KUNAR PROVINCE, Afghanistan – Building a school for several hundred children or a footbridge to cross a rushing river requires the proper mixture of training and manpower.
In a country like Afghanistan, where the literacy rate is around 10 percent and formal training programs are few and far between, it becomes the job of a select few to train the many to build structures to exact engineering specifications.
For the Kunar Provincial Reconstruction Team engineers, their job includes mentoring contractors who bid on construction projects here and train them to make the projects to standards. It’s a tough job, but necessary to make sure the money being spent on building projects isn’t wasted because of poor construction practices.
On a visit to the Nowabad School construction project Dec. 26, U.S. Navy Builder Chief Petty Officer David Zahm, and Brandon Toliver, U.S. Army Corps of Engineers representative to Kunar PRT, met with the site foreman to discuss the progress of the project and offer critiques and support.
“It’s important to do the work right. You have to make sure you’re using good quality materials and the right construction practices,” Zahm said to Safiullah, the site foreman. “You have to do things the right way.”
The Nowabad project is just one example of ongoing efforts to improve the infrastructure in Kunar province. The school represents a $219,000 investment by Coalition forces in the people of the area. Not only will it house 20 of 26 classes currently taught to more than 2,000 area boys and girls, but it provides needed jobs to local laborers.
But much of the labor is provided by unskilled laborers with little to no formal education.

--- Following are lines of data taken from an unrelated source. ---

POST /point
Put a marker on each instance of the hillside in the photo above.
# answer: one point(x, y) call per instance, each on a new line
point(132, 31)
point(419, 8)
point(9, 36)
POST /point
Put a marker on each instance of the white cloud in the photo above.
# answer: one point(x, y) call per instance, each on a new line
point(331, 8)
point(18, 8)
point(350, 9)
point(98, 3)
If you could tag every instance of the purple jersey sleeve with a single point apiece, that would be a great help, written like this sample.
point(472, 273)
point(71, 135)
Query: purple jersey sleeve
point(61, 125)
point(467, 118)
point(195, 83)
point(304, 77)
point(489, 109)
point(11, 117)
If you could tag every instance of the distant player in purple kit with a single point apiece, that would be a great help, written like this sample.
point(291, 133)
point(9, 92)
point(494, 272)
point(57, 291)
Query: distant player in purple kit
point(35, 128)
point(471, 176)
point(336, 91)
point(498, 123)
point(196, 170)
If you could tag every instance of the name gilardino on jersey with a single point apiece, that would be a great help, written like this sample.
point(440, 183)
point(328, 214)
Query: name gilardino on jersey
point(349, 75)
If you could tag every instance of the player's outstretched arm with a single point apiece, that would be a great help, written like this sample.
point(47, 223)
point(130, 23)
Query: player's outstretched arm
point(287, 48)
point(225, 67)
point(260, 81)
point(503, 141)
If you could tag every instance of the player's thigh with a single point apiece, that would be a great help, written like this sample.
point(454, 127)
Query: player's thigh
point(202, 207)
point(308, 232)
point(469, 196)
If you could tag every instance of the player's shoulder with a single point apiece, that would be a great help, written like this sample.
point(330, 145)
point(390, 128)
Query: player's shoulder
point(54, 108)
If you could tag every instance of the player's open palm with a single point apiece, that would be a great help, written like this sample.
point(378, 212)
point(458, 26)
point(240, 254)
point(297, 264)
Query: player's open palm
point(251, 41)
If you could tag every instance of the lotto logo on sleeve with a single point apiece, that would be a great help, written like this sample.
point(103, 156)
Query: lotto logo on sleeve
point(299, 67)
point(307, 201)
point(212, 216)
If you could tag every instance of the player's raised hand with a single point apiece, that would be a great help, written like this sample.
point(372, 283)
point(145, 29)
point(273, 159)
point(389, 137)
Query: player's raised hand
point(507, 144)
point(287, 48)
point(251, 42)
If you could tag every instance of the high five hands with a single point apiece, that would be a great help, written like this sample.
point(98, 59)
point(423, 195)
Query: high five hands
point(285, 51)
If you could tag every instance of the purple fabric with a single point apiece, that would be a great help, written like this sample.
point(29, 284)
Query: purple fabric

So the PRT engineers also become teachers to the site managers and work to get them to pass their knowledge on.
“You should have the skilled workers paired with the unskilled workers for two reasons,” Zahm said to Safiullah. “One it gives them the training to become skilled workers, and two it teaches them the right way to do things.”
As the PRT engineers walked through the site, they provided feedback to the workers.
“You have too much aggregate and you need to vibrate between the steel,” Zahm said to one of the workers. “If you don’t do it right it won’t support the structure.”
As they came upon a group mixing the ingredients for cement, Zahm and Toliver took the site foreman and workers aside to explain to them the proper mixture of rocks and sand.
“See this, these are too small and it won’t work,” Zahm said, showing a handful of tiny aggregate rocks from a rock pile used to mix concrete. “You have to use the proper screens to get this right.
Zahm asked to see the filtering screen the workers used for the rocks. When they showed it, Zahm and Toliver instantly saw the problem and worked to correct it.
“The holes in the screen are too big. You need to get a screen with smaller holes,” Zahm told the workers. They immediately came back with a screen with a smaller mesh.
“That’s the right size. Use that one,” Zahm said before addressing his concerns about the quality of sand.
Overall the work was fair, but more attention to detail is needed according to the engineers. As they concluded the quality assurance and compliance check, Zahm turned to Safiullah and offered words of encouragement.
“You’re doing a good job and I know it is tough,” Zahm said. “But, you have to teach your workers how to do things the right way the first time. You have several skilled workers, so use them to help teach the others to do the work the right way. See you soon.”
Another quality assurance and compliance check done for the PRT engineers, but many more are to come on the long road to build the Kunar people’s province.